- Death penalty
26. In accordance with the Human Rights Committee, drug-related offences do not meet the threshold of “most serious crimes”. Nevertheless, 33 countries or territories continue to retain the death penalty for drug-related offences in their legislation, though only a few of these countries actually impose and enforce this punishment.
27. During the reference period, the United Nations Special Rapporteur on the situation of human rights in the Islamic Republic of Iran continued to raise concerns about the use of capital punishment in the country, including for crimes such as alcohol consumption and drug trafficking, which do not constitute serious crimes by international standards (A/67/369, paragraph 56). Reportedly, executions for drug-related offences also took place and people were sentenced to death for such offences in several States, including China, Indonesia, Malaysia, Singapore, Thailand, Saudi Arabia, the United Arab Emirates and Yemen.
28. Human rights organizations expressed concerns about the international funding and technical assistance for drug control programmes in States that retain the death penalty for drug-related offences. According to these organizations, there is no persuasive evidence that the death penalty contributes more than any other punishment to eradicating drug trafficking or any other drug-related offences.
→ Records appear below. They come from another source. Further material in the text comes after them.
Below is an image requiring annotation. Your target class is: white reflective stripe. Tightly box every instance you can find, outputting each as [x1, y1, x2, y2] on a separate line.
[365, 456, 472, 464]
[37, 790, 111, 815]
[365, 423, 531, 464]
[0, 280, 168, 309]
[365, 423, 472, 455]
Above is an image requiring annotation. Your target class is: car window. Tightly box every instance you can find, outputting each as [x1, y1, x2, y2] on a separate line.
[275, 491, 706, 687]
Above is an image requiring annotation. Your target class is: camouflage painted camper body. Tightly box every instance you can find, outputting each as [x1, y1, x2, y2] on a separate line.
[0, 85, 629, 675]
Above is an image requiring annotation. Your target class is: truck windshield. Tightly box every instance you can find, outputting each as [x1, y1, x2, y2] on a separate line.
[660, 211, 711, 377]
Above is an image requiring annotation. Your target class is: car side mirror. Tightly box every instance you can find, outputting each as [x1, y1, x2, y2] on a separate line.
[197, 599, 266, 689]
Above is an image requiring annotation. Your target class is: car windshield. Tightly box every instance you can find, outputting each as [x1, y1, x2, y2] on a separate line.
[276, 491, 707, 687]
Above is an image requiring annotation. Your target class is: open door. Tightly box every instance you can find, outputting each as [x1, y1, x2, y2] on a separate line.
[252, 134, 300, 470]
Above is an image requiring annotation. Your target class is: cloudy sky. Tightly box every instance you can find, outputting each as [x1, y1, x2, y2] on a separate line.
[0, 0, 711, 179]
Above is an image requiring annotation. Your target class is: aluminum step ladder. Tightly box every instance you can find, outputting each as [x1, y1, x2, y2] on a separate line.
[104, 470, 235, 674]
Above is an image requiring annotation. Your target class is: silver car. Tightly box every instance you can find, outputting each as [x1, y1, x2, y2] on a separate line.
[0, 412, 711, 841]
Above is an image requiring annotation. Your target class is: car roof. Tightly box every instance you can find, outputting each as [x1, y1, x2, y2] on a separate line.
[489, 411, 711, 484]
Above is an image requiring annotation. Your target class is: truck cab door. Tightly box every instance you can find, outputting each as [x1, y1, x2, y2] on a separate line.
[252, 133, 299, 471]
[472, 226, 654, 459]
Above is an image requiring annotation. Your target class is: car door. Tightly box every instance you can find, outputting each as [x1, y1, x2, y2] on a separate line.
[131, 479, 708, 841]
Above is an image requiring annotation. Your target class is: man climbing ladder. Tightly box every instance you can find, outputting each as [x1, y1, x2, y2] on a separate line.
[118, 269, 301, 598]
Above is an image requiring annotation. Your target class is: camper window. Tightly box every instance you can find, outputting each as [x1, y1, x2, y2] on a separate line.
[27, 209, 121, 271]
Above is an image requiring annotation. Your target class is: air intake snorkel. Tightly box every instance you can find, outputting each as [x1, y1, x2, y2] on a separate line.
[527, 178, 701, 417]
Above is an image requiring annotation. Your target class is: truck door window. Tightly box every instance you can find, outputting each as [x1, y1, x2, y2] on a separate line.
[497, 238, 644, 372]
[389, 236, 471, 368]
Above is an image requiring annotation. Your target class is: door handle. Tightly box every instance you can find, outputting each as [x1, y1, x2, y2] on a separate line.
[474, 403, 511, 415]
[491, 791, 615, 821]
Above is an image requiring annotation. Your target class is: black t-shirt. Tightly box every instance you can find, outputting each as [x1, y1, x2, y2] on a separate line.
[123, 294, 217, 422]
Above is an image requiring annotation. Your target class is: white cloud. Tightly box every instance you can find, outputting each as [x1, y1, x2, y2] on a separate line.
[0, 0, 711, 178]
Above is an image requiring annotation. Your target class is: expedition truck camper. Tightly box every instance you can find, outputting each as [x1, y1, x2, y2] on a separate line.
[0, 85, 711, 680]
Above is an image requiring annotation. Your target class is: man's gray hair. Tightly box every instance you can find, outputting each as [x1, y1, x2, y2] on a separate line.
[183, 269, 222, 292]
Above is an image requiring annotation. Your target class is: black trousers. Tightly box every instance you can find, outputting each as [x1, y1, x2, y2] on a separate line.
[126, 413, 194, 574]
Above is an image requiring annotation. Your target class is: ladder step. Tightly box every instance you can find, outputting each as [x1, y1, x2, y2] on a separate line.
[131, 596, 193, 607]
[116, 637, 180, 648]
29. In his report to the General Assembly, the Special Rapporteur on Extrajudicial, Summary or Arbitrary Executions emphasized that clear guidelines are needed to help States to engage in cooperative drug control efforts without departing from the human rights framework, including international standards on the use of death penalty (A/67/275, paragraphs 84-86).
30. Such guidelines are also being explicitly sought by regional organizations that are major donors with regard to drug control efforts. For example, in its December 2010 resolution on the European Union’s annual report on human rights and democracy in the world, the European Parliament called upon the European Commission to develop guidelines governing international funding for country-level and regional drug enforcement activities.
31. The European Union emphasized that “actions, such as legal, financial or other technical assistance to third countries, should not contribute to the use of the death penalty”.
32. The United Nations Office on Drugs and Crime (UNODC) published a position paper in 2012 articulating its position on the promotion and protection of human rights as part of its work. Taking note of applicable international norms and standards, it stated that if “a country actively continues to apply the death penalty for drug offences, UNODC places itself in a very vulnerable position vis-à-vis its responsibility to respect human rights if it maintains support to law enforcement units, prosecutors or courts within the criminal justice system”. It further noted that “at the very least, continued support in such circumstances can be perceived as legitimizing government action. If, following requests for guarantees and high-level political intervention, executions for drug-related offences continue, UNODC may have no choice but to employ a temporary freeze or withdrawal of support”.
The UN Secretary General releases a regular report on the question of the death penalty. It has consistently opposed the death penalty for drug offences on the grounds of international law and developing state practice.